Bu gün bu durumdayız ne gelecek zamandan umutluyuz ne kendimizden, zor günümüzde bize uzatılan her eli tutmak durumundayız işte o el şimdilik ABD nin eli. Acaba bizi bizim yarattığımız beladan kurtarabilecek mi acaba bize nefes alacak kadar zaman tanıyacak mı
İşte engelste buna benzer bir şeyi yıllar önce yazmış bize geçmiş insanlık tarihinden örnekler sunmuş
O zamanın halkı içinde yaşadığı roma devletinden korktuğu kadar barbarlardan korkmamış eğer karşı gelmezsek bize dokunmazlar sadece ihtiyaçları olanları alırlar demiş .Ama roma devleti öyle yapmıyor hepsini alıyor ne bulduysa alıyor kadınları erkekleri alıp köle yapıyor kışı yazı düşünmeden her şeyi alıyor.Barbarlar roma devletinden daha insaflı daha vicdanlı en azından köle yapmak için kimseyi almıyor.
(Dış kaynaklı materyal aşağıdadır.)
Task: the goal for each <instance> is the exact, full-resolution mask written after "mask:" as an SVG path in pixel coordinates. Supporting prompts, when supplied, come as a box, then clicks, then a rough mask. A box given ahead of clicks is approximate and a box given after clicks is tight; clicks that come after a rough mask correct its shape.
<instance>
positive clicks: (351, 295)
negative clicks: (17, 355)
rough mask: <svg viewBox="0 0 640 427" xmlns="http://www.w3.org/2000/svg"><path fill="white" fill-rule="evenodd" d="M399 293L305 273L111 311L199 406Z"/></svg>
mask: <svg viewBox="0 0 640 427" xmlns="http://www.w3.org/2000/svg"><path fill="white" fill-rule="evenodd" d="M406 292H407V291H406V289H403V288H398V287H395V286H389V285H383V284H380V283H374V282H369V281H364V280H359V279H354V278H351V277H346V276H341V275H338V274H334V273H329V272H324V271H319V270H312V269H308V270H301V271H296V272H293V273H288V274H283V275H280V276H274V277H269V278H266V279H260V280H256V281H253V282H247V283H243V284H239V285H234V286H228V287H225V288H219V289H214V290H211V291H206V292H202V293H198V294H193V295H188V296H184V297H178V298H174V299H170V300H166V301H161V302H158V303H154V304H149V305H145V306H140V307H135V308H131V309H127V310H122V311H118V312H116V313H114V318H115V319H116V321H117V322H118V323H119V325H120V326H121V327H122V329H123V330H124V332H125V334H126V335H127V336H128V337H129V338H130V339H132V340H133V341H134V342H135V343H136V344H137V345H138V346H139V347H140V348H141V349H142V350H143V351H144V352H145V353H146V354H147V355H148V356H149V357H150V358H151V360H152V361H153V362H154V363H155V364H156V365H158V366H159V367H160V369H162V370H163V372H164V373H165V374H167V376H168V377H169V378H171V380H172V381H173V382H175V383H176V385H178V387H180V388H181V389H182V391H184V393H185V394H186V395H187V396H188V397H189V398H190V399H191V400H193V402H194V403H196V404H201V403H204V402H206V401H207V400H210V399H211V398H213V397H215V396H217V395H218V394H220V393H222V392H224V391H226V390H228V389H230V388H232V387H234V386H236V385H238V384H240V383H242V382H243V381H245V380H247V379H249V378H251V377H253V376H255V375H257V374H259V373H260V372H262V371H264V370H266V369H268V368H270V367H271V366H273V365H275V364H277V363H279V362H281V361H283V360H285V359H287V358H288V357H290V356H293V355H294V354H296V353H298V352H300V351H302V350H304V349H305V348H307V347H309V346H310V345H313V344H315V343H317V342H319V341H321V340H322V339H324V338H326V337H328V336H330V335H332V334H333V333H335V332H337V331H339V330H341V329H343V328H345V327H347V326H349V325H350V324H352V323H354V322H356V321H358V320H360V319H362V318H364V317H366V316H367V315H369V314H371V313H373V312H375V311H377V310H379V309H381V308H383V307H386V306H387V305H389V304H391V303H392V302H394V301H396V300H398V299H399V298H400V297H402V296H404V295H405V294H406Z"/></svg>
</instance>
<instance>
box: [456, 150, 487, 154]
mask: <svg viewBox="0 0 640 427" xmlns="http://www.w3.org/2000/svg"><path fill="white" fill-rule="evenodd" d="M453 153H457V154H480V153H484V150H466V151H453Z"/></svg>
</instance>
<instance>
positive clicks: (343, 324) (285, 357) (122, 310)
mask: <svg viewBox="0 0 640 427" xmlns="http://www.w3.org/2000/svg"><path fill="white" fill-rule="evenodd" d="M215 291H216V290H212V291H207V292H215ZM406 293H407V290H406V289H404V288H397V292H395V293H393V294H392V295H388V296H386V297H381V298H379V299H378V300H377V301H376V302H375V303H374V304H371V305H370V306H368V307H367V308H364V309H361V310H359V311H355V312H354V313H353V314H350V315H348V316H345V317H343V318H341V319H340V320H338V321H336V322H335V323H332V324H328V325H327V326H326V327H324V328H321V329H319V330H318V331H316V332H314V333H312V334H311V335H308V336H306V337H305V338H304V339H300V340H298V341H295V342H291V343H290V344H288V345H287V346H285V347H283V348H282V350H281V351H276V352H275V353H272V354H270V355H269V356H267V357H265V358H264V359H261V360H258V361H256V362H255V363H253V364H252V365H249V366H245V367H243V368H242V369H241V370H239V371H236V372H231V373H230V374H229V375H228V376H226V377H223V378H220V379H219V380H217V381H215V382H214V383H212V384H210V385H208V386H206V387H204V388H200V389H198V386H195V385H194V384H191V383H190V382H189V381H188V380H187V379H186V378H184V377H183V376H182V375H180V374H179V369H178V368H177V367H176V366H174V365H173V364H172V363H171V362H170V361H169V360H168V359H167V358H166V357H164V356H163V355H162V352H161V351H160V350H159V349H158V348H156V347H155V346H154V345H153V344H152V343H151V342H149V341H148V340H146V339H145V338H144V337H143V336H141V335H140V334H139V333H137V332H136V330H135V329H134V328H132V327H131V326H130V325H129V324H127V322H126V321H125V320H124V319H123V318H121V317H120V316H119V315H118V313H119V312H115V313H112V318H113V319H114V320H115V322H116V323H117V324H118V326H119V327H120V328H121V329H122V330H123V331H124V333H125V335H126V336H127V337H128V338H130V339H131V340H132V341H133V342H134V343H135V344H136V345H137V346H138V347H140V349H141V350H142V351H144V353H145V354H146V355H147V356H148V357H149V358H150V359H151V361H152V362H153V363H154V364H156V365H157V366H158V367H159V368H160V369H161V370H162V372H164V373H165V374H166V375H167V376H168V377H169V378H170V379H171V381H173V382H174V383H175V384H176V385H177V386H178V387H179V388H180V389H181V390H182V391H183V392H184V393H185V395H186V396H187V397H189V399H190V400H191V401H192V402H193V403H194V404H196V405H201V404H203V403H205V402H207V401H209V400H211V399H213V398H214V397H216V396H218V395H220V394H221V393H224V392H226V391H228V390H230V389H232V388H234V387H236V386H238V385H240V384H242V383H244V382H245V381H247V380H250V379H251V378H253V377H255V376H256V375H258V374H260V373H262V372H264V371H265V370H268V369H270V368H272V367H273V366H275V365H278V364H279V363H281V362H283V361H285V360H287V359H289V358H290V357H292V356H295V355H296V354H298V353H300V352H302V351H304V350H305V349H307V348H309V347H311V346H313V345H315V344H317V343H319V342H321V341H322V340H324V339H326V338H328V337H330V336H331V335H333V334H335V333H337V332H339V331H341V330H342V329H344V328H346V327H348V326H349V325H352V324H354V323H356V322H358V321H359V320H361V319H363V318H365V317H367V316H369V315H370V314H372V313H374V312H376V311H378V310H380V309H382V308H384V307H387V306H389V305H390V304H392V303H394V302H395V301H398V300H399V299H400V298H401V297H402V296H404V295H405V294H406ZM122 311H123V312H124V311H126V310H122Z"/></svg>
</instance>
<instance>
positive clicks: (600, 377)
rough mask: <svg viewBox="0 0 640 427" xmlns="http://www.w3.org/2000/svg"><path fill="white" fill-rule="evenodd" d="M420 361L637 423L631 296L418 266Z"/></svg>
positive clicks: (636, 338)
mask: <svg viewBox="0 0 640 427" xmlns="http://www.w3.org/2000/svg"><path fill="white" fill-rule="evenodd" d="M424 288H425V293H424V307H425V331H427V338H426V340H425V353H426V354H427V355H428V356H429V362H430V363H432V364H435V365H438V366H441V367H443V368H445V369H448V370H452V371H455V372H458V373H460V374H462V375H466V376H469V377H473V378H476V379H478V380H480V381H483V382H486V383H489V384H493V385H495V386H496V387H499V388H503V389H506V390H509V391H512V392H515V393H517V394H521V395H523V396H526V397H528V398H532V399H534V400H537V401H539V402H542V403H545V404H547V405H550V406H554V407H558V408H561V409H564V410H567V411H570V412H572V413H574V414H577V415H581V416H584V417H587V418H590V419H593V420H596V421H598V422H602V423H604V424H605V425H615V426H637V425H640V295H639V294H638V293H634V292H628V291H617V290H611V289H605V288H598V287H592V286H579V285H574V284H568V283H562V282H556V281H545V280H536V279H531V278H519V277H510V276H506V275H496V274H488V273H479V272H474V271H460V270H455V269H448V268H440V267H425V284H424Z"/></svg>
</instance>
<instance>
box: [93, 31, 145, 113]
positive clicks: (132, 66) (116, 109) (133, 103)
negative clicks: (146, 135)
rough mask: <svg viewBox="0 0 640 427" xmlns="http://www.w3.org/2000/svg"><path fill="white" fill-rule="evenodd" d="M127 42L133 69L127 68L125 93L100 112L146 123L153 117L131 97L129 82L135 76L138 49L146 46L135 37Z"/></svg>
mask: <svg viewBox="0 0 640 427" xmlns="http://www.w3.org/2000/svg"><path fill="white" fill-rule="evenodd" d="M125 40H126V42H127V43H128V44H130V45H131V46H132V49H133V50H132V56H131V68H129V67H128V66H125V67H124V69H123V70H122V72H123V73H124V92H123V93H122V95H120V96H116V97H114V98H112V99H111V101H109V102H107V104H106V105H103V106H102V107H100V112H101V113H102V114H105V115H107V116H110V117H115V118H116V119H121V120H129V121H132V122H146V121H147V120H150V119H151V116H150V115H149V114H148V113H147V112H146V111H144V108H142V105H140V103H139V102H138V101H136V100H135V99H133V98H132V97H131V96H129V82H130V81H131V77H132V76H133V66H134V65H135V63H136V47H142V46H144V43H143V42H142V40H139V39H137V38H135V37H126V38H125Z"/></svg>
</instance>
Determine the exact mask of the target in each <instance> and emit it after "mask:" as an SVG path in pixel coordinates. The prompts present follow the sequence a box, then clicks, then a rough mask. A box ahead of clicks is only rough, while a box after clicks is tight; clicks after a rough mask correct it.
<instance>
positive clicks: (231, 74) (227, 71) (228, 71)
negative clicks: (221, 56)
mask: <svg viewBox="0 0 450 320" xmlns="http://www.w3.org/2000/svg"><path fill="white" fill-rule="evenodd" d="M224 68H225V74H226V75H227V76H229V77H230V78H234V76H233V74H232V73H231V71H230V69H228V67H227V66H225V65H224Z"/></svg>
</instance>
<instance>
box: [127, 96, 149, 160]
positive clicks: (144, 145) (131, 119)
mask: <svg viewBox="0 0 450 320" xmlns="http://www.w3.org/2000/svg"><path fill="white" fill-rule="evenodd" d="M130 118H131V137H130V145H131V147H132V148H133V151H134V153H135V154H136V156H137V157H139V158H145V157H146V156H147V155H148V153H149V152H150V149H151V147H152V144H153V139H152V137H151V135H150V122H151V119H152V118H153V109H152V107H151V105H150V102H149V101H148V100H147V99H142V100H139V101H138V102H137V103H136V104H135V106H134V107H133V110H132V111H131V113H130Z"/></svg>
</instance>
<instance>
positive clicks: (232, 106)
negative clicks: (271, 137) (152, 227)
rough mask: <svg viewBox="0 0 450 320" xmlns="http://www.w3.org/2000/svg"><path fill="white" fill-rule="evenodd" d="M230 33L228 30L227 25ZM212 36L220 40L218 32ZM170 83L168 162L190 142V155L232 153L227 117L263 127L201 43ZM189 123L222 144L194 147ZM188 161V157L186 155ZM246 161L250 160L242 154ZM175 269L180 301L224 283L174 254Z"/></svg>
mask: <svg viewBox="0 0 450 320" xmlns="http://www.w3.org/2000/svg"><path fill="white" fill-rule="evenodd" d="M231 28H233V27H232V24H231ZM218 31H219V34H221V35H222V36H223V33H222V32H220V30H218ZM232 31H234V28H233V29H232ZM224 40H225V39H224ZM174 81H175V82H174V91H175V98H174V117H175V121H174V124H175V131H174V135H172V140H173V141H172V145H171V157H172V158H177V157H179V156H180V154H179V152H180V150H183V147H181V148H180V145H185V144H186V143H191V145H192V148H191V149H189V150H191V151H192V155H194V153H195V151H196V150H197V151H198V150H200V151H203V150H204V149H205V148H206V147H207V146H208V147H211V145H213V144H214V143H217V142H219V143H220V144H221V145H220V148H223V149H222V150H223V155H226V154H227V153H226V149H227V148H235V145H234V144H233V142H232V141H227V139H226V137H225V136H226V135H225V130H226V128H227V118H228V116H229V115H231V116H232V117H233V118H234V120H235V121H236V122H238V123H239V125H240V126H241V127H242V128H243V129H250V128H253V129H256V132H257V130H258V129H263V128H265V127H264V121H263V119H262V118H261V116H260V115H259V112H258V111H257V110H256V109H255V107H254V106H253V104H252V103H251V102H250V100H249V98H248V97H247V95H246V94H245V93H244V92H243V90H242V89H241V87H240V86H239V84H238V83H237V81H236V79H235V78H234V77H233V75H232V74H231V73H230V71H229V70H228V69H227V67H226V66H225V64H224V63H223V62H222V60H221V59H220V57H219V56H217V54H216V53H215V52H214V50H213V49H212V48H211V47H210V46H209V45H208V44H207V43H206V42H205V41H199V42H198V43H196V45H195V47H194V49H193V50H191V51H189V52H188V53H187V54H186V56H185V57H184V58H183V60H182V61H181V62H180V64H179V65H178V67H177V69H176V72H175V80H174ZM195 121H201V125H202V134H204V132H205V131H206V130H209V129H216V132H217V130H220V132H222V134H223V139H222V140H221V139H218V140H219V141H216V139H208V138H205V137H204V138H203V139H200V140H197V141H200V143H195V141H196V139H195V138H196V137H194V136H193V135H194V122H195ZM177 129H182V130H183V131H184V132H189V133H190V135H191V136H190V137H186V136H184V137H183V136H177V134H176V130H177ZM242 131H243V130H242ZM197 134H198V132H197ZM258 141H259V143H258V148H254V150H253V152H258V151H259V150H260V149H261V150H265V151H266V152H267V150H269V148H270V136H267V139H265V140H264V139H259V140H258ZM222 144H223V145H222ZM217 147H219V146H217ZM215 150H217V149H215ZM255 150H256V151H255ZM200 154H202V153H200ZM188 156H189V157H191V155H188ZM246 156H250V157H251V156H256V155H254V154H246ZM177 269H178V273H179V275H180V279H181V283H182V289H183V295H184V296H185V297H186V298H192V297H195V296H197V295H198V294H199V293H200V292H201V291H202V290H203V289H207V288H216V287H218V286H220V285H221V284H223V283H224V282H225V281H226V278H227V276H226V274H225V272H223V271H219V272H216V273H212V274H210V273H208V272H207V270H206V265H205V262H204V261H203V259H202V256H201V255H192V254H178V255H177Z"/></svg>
Bizde öyle duruma düştük TC Devletinden AB Devletini daha vicdanlı daha insaflı buluyoruz en azından bizi mahkum etmiyor hayatımızın her alanına el koymuyor.
Ne kötü zaman bizi düşmanımıza muhtaç hele düşürdü.
Rıza sarraf bir karakutu. Ailesi ile birlikte Amerika'ya turistik seyahat için gittiği söylendi. Sarraf gibi biri ABD'ye girer girmez tutuklanacağını bilmez mi? Bence bile bile gitmiştir. İran'lı yetkili kişiler tarafından kaçırılacağı korkusu sarmıştır Rıza'yı, ya da kulağına öyle fısıldanmıştır. Amerika ile anlaşmalı bir şekilde oraya gittiği de iddia ediliyor. İkincisi birincisinden daha makul. İran tarafından kaçırılma veya öldürülme korkusundan Amerikalı yetkililerle anlaşma yapmış olabilir. Bildiği her şeyi anlatma pahasına korunma talebi istemiş olması akla daha yatkın geliyor. İddianamenin hazır olması da bunu gösteriyor. Muhtemelen konuşacaktır ve anlattıkları Erdoğan'ı sıkıştırmak için koz olarak saklanacaktır, günü geldiğinde kullanılmak üzere.